The current coronavirus (COVID-19) pandemic has led to increasing numbers of people who have experienced, or are facing, bereavement both in the UK and worldwide. We know that bereavement can seriously affect people’s health. Bereaved people are more likely to experience serious physical and psychological health consequences, such as heart disease and anxiety and depression, particularly in the first year of losing someone close to them. There are some things that can help prevent the health effects caused by grief. For example, being able to see a person receive good end of life care, being prepared for the death of a person, attending the funeral and having the support of family members and friends.

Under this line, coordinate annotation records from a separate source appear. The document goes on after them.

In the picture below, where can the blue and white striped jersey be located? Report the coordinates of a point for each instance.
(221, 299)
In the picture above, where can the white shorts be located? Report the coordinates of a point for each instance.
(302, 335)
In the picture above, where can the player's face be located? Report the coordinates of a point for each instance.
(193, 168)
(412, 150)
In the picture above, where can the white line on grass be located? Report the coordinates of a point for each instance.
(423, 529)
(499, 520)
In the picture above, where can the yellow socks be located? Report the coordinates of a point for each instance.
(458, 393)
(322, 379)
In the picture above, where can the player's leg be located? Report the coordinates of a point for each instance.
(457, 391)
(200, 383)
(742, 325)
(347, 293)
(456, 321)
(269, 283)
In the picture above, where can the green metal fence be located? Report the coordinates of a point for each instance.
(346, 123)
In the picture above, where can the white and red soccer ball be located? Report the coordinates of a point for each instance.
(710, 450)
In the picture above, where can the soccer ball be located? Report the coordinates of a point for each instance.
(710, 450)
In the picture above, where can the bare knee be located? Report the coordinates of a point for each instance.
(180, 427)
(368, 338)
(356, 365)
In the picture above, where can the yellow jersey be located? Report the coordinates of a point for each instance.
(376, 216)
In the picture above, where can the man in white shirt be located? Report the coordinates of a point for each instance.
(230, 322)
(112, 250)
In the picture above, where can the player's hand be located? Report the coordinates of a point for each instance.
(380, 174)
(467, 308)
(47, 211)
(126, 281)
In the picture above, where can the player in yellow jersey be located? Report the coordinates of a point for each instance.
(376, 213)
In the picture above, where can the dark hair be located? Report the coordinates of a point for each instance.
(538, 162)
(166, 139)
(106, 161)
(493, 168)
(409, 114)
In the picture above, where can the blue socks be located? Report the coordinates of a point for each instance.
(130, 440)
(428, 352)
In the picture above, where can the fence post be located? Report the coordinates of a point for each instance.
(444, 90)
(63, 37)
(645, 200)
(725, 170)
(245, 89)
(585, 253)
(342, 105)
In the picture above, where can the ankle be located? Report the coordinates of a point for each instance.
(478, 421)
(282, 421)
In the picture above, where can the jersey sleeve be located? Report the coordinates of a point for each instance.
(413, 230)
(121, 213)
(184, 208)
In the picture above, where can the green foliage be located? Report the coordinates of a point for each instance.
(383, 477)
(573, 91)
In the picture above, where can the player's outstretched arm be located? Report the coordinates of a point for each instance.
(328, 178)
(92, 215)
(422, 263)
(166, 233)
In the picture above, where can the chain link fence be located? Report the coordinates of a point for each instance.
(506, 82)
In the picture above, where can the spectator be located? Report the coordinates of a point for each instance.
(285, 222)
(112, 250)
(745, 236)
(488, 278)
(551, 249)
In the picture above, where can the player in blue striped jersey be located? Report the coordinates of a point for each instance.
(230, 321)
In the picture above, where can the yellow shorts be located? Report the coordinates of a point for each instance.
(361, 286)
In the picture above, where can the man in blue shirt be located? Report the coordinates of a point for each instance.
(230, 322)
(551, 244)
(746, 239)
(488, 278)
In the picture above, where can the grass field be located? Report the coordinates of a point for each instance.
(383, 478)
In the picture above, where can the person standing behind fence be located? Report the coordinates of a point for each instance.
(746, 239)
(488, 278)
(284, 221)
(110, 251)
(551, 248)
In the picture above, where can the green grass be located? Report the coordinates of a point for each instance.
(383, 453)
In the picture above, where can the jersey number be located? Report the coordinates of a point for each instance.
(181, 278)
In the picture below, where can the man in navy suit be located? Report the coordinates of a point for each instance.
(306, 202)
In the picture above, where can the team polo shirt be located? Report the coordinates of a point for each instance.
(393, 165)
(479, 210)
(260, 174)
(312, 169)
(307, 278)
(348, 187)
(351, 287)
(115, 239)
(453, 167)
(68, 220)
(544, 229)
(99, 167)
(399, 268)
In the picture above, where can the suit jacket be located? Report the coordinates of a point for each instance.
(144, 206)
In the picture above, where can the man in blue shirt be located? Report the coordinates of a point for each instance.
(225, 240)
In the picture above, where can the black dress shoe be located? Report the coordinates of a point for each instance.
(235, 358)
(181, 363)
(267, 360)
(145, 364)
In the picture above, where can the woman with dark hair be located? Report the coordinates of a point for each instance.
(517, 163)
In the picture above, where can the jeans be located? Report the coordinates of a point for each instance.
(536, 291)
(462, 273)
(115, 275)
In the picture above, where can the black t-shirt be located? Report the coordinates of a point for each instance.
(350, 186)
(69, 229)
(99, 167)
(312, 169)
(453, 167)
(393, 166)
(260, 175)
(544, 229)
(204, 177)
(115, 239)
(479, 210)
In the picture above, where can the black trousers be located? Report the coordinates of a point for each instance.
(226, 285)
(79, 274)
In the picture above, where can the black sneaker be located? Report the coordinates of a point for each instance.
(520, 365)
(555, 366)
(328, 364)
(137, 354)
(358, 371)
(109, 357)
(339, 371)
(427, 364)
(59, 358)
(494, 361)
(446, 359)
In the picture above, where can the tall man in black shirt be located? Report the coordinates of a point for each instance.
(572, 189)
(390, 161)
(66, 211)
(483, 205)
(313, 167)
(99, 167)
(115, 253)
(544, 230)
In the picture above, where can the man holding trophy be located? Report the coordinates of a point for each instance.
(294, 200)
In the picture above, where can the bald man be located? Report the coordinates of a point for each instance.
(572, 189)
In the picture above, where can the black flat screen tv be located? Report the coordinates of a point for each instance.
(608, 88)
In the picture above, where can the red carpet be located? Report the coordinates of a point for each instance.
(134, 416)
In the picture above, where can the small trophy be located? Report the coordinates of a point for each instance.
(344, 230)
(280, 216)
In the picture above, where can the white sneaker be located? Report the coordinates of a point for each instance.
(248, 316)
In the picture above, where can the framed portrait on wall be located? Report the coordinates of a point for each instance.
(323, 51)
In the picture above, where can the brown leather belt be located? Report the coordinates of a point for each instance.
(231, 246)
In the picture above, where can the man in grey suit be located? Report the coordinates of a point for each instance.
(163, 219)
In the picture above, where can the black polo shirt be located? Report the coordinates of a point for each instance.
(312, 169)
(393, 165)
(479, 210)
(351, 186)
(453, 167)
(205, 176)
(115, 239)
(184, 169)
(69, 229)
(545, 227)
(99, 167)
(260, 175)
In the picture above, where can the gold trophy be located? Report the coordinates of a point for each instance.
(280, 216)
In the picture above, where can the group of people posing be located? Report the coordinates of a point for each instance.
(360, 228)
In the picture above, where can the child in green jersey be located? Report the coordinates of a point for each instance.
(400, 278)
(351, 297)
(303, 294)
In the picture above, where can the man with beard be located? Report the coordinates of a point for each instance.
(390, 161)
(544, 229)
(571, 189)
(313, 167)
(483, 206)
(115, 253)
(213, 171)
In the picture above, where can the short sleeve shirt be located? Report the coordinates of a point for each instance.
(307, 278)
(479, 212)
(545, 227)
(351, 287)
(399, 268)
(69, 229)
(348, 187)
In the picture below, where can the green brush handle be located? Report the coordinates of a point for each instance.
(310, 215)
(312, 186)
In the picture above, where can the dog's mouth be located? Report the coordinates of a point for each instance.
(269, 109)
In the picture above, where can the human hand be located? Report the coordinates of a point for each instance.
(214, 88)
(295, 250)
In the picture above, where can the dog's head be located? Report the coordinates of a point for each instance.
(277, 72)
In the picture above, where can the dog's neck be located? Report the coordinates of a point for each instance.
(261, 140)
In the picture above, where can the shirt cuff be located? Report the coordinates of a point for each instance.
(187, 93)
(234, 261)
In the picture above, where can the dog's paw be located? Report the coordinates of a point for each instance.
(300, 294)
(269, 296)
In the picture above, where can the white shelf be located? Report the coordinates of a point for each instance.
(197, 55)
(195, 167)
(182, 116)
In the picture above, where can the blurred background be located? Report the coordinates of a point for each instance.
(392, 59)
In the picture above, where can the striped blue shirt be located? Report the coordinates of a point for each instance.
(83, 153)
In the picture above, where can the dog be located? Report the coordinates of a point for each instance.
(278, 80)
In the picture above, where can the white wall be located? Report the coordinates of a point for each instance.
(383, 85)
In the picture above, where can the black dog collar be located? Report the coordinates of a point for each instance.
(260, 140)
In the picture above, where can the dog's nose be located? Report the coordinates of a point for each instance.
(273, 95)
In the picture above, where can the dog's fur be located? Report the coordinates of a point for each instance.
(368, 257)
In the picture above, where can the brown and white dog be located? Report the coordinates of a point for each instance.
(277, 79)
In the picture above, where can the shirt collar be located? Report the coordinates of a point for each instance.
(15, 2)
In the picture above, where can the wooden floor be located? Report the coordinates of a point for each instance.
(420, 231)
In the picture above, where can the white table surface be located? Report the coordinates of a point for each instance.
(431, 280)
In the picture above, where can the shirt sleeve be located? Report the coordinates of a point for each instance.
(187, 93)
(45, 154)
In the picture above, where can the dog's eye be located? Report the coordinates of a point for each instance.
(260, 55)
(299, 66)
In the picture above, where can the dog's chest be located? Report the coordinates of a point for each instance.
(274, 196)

During COVID-19 many families and others important to a dying person have not been present during end of life care and death has occurred suddenly. Social distancing restrictions have prevented the support often provided through families and friends coming together. Restrictions applied to funerals have prevented some families being able to attend the funeral of a relative. All of this can make it difficult for people to make sense of what has happened and to look for support to help them with their loss and grief. However, traditional ways of providing bereavement support (face-to-face or by telephone or video) may not be possible because of an increase in demand for support. A family focused online support resource, which considers grief in the context of the family, offers a way of helping people to deal with their bereavement in these unusual times.

What are the study aims?

We will design an online resource, to provide bereavement support by helping users make sense of the loss of the person close to them. We will work with patients and public representatives, bereavement experts, such as bereavement organisations and palliative care social workers, and a web designer to develop the resource. This will be carried out through a survey and online workshops.  We will ask people who have been bereaved during the COVID-19 pandemic to test the resource and provide feedback on it by leaving comments in a space provided within the resource itself. This will help us make changes needed to improve it.

What will happen to study findings?

From the start we will work with our patient and public representatives, bereavement organisations, health and social care professionals to ensure our findings reach the widest possible audience. We will share progress, findings and the outcomes of the study on social media channels (e.g. Facebook/Twitter), on the websites of our partner organisations, and the website of the funder of the study, National Institute for Health Research Applied Research Collaboration Wessex (NIHR ARC Wessex). At the end of the study we will report our findings in an academic journal and at relevant conferences.